Der Euroraum befindet sich in einer Stagflation, d.h. bestenfalls sehr geringes Wachstum und hohe Inflation. Nur der Dienstleistungssektor zeigt derzeit Anzeichen von Wachstum. Positiv zu vermerken ist, dass die niedrige Arbeitslosenquote und die starken Lohnsteigerungen bis zum Jahresende zu einer gewissen Stabilisierung der Nachfrage beitragen dürften. Die USA hingegen zeigen sich weiterhin überraschend widerstandsfähig, da das BIP bis zum dritten Quartal 2023 über seiner Potenzialrate wächst.

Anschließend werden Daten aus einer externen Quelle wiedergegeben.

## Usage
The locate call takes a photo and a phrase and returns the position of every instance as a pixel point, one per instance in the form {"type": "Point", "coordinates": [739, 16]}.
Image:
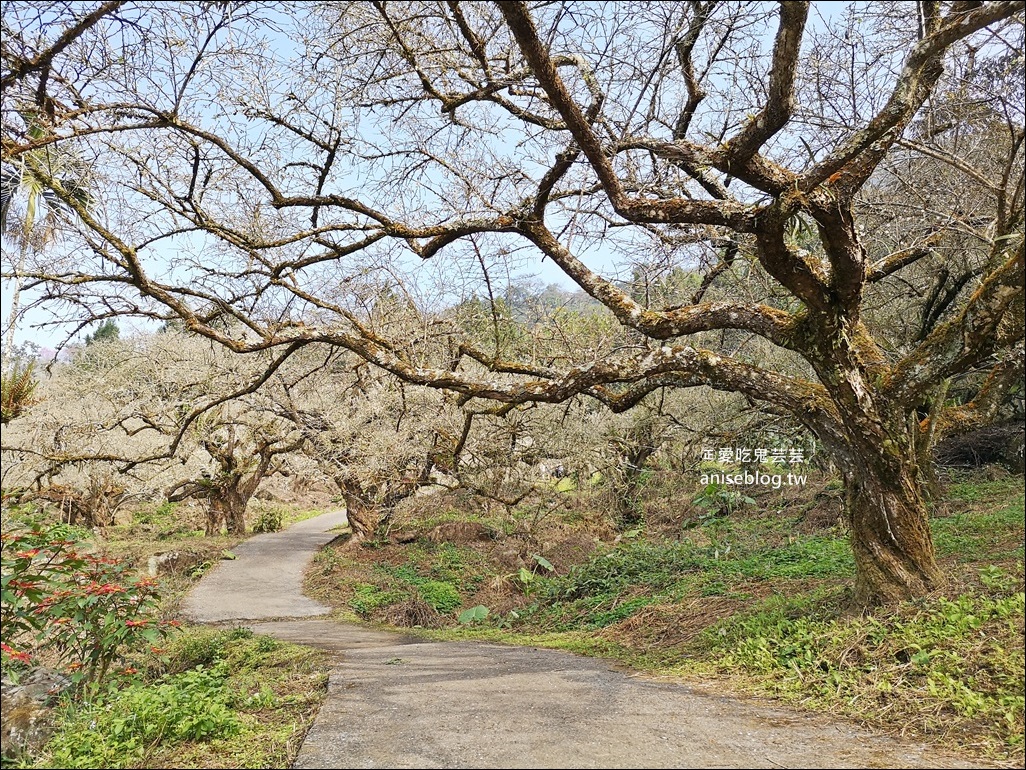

Das wird die US-Notenbank weiterhin dazu veranlassen, eine restriktive Haltung an den Tag zu legen.
Die anhaltende Widerstandsfähigkeit der US-Wirtschaft hat dazu geführt, dass die Märkte für festverzinsliche Wertpapiere in den letzten zwei Monaten den impliziten Leitzinspfad nach oben korrigiert haben. Dabei geht es nicht so sehr um den Spitzen-Leitzins, der weitgehend unverändert bei etwas über 5,5% liegt, sondern um die Verweildauer. Wir stellen fest, dass die derzeitige Preisgestaltung für den Leitzins einen guten Teil dieser "längerfristig höheren" Aussage berücksichtigt hat. Die Geldpolitik arbeitet mit langen und variablen Verzögerungen, was bedeuten würde, dass die vollen Auswirkungen der kumulativen geldpolitischen Straffung in den kommenden Quartalen noch nicht zu spüren sein werden. Trotz der derzeitigen Unsicherheiten sind wir der Ansicht, dass die aktuelle Preisgestaltung am US-Zinsmarkt mittelfristig ein günstiges Risiko-Ertrags-Verhältnis darstellt.
Schließlich stellen wir fest, dass sich der Energiesektor in letzter Zeit etwas erholt hat, da die Ölpreise wieder an den oberen Rand ihrer Spanne bis 2023 zurückgekehrt sind. Auch wenn wir hinsichtlich eines weiteren Anstiegs der Ölpreise vorsichtig bleiben, liegen die Bewertungen für den Energiesektor im Allgemeinen nach wie vor deutlich unter den langfristigen Durchschnittswerten, selbst wenn man die Gewinne um das aktuelle Ölpreisniveau bereinigt. Vor allem die britischen Energiekonzerne erscheinen auf dieser Basis günstig.